A good looking soldier, Ike. I had just turned 18 when I got my draft notice. I was sitting on on the edge of my fox hole when mail call was announced. I asked a buddy to pick up my mail if I had any. I did, friends and neighbors wanted me to serve in the military. I answered the draft notice, telling head of the draft board I remembered him but he would remember me. When I was sixteen I had come by his office and registered, telling him I was eighteen. He replied a few weeks later, saying when you return from Korea or when you get out, stop by and we'll get it all straightened out. I eventually did. Seems a long time ago. It is sometime said Korea is the forgotten war. My  I was there and have memories of that time.


----------



## hollydolly (Dec 7, 2018)

Another looker..squatting dog!! Do you still have that mop of curls?


----------



## Falcon (Dec 7, 2018)

Has  Elvis  left the building  yet ?


----------



## IKE (Dec 9, 2018)

IKE said:


> Here's a pic of me at age 17 in the Army......mid 1967.






View attachment 58525

Sadly though I just didn't age all that well.


----------



## RadishRose (Dec 9, 2018)

IKE, you're a nut and I just luv ya!


----------



## RadishRose (Dec 9, 2018)

Gary O' said:


> Yeah, sorta puts me in the mind of someone else;



LOL, it's those luscious lips!


----------



## cdestroyer (Mar 19, 2019)

me brown water navy Vietnam 1971 "the Mekong Delta river rats"


----------



## ClassicRockr (Mar 19, 2019)

I enlisted in the Navy in early May 1968, to avoid the Draft, because I knew where the Army would send me. Got my Draft Notice at home, while I was at Navy Basic Training in Great Lakes, Illinois. Was stationed on the West Coast, aka 32nd St San Diego and Long Beach Naval Station. Made my first Westpac Cruise in December 1968 in escort of the aircraft carrier Kitty Hawk. 

Only picture I have of myself back then is one of me at Basic Training Graduation in Sept 1968. Very short hair, skinny as in 98 pounds and 6 foot tall. 

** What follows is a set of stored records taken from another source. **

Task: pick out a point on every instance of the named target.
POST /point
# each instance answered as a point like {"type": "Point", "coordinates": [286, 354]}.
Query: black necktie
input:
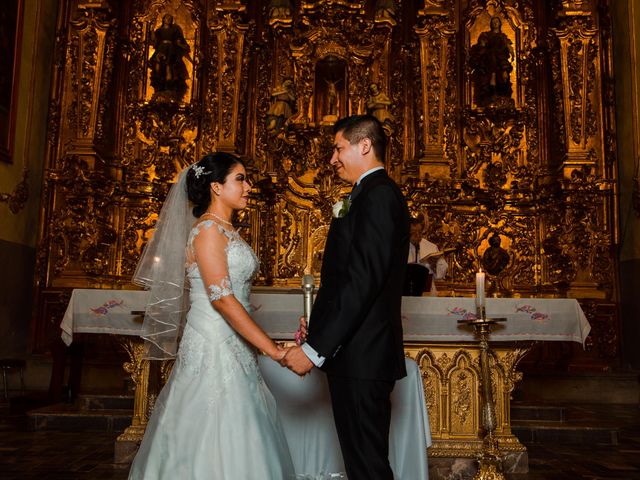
{"type": "Point", "coordinates": [355, 191]}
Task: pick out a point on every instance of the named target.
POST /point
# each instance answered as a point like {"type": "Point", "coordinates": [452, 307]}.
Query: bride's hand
{"type": "Point", "coordinates": [279, 353]}
{"type": "Point", "coordinates": [301, 333]}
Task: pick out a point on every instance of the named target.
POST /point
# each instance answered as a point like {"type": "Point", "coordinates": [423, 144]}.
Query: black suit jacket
{"type": "Point", "coordinates": [355, 321]}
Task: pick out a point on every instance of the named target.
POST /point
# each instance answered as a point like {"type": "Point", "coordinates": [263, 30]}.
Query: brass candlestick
{"type": "Point", "coordinates": [489, 458]}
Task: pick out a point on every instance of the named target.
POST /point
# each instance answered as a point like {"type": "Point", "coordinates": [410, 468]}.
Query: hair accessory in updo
{"type": "Point", "coordinates": [199, 170]}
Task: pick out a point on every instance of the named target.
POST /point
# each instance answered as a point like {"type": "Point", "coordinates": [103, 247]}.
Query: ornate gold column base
{"type": "Point", "coordinates": [127, 443]}
{"type": "Point", "coordinates": [489, 461]}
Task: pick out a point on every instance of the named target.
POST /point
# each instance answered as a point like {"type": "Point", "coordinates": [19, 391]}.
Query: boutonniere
{"type": "Point", "coordinates": [341, 208]}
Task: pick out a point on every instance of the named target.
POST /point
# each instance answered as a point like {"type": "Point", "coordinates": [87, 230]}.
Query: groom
{"type": "Point", "coordinates": [355, 331]}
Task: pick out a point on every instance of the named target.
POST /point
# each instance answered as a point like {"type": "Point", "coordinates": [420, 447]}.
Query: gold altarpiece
{"type": "Point", "coordinates": [500, 115]}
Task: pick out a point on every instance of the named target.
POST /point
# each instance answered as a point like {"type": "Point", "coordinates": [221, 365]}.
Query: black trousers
{"type": "Point", "coordinates": [362, 412]}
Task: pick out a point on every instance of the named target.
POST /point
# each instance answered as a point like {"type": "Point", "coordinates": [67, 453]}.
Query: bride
{"type": "Point", "coordinates": [215, 418]}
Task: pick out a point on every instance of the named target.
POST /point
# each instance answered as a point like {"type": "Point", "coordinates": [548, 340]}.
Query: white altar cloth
{"type": "Point", "coordinates": [305, 409]}
{"type": "Point", "coordinates": [425, 319]}
{"type": "Point", "coordinates": [303, 404]}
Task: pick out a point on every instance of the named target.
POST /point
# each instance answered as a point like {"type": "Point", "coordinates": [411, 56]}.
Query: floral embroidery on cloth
{"type": "Point", "coordinates": [463, 313]}
{"type": "Point", "coordinates": [535, 315]}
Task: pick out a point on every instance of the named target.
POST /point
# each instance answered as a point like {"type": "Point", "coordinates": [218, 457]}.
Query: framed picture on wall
{"type": "Point", "coordinates": [10, 40]}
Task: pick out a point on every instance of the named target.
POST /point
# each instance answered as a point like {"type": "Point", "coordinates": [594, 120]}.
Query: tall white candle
{"type": "Point", "coordinates": [480, 289]}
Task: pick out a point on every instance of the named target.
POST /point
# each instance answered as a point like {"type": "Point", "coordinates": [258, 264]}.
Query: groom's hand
{"type": "Point", "coordinates": [297, 361]}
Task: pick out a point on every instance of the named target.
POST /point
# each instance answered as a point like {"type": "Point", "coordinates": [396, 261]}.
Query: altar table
{"type": "Point", "coordinates": [425, 319]}
{"type": "Point", "coordinates": [446, 352]}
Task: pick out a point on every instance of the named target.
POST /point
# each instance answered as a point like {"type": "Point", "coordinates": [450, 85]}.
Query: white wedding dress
{"type": "Point", "coordinates": [215, 418]}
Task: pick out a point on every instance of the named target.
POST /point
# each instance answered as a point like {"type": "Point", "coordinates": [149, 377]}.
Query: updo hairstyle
{"type": "Point", "coordinates": [213, 167]}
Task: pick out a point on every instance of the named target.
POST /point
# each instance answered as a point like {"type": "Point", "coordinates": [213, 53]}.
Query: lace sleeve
{"type": "Point", "coordinates": [210, 250]}
{"type": "Point", "coordinates": [222, 289]}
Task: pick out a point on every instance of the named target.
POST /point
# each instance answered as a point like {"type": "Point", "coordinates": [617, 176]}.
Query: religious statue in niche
{"type": "Point", "coordinates": [329, 89]}
{"type": "Point", "coordinates": [378, 105]}
{"type": "Point", "coordinates": [495, 258]}
{"type": "Point", "coordinates": [168, 71]}
{"type": "Point", "coordinates": [332, 98]}
{"type": "Point", "coordinates": [490, 61]}
{"type": "Point", "coordinates": [279, 10]}
{"type": "Point", "coordinates": [283, 106]}
{"type": "Point", "coordinates": [386, 10]}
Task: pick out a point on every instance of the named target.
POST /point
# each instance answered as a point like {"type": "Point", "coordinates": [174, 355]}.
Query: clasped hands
{"type": "Point", "coordinates": [294, 358]}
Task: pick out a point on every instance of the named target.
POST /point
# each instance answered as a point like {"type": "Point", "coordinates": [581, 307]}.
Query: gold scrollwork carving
{"type": "Point", "coordinates": [18, 198]}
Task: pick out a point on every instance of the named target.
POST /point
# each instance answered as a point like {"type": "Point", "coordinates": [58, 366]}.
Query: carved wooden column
{"type": "Point", "coordinates": [434, 32]}
{"type": "Point", "coordinates": [229, 35]}
{"type": "Point", "coordinates": [88, 72]}
{"type": "Point", "coordinates": [580, 80]}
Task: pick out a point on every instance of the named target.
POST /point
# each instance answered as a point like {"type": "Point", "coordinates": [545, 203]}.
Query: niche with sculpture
{"type": "Point", "coordinates": [492, 62]}
{"type": "Point", "coordinates": [330, 88]}
{"type": "Point", "coordinates": [170, 63]}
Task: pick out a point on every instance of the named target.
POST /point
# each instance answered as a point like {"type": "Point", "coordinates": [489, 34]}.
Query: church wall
{"type": "Point", "coordinates": [626, 19]}
{"type": "Point", "coordinates": [20, 193]}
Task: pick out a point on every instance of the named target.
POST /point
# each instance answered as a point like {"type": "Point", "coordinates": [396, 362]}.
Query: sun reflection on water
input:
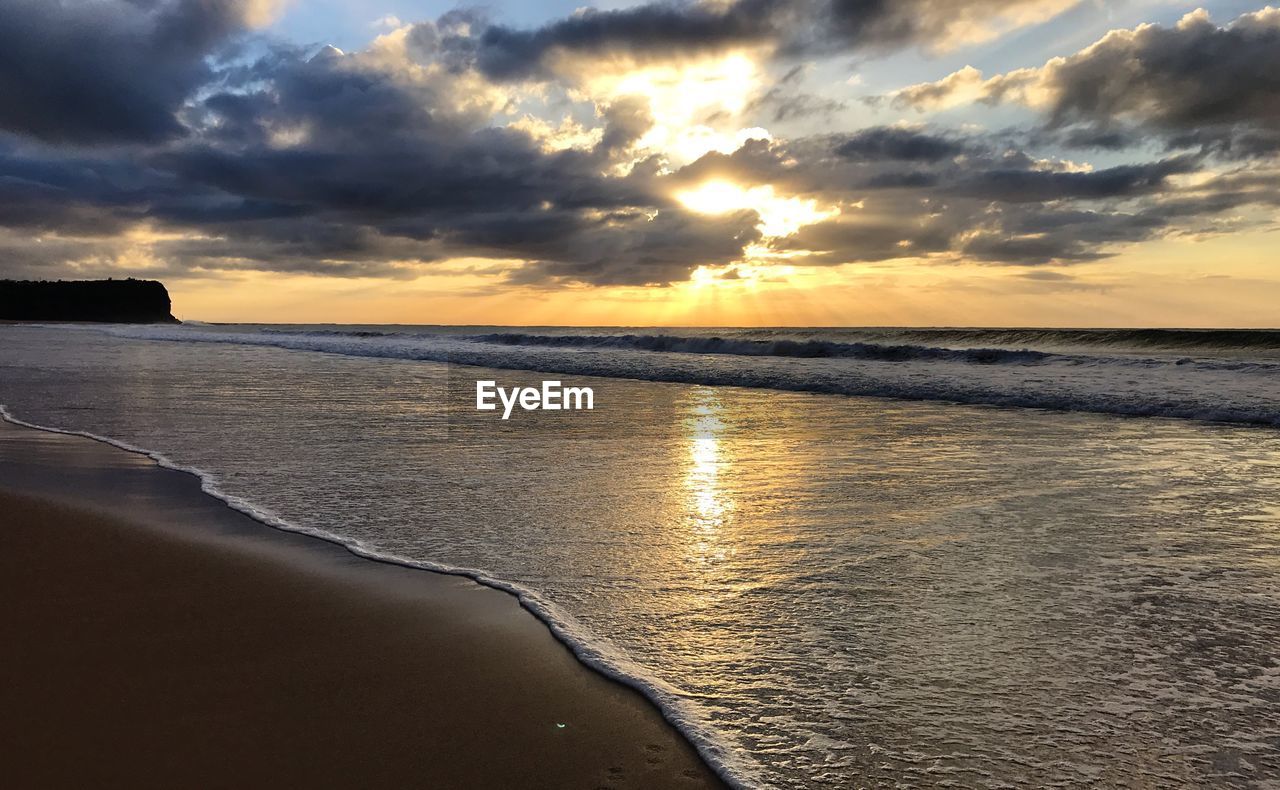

Actually, my wife prefers to see me sitting on a horse, rope in-hand, wearing Western clothes. Have to agree with her.


----------



## Sassycakes (Mar 23, 2019)

Very handsome men here and I admire and thank you for all you did for our country. My Husband served in the navy from 1965 to 1969. I wish I had his picture in his Uniform. He is still as Handsome as he was then, just like all of you guys.


----------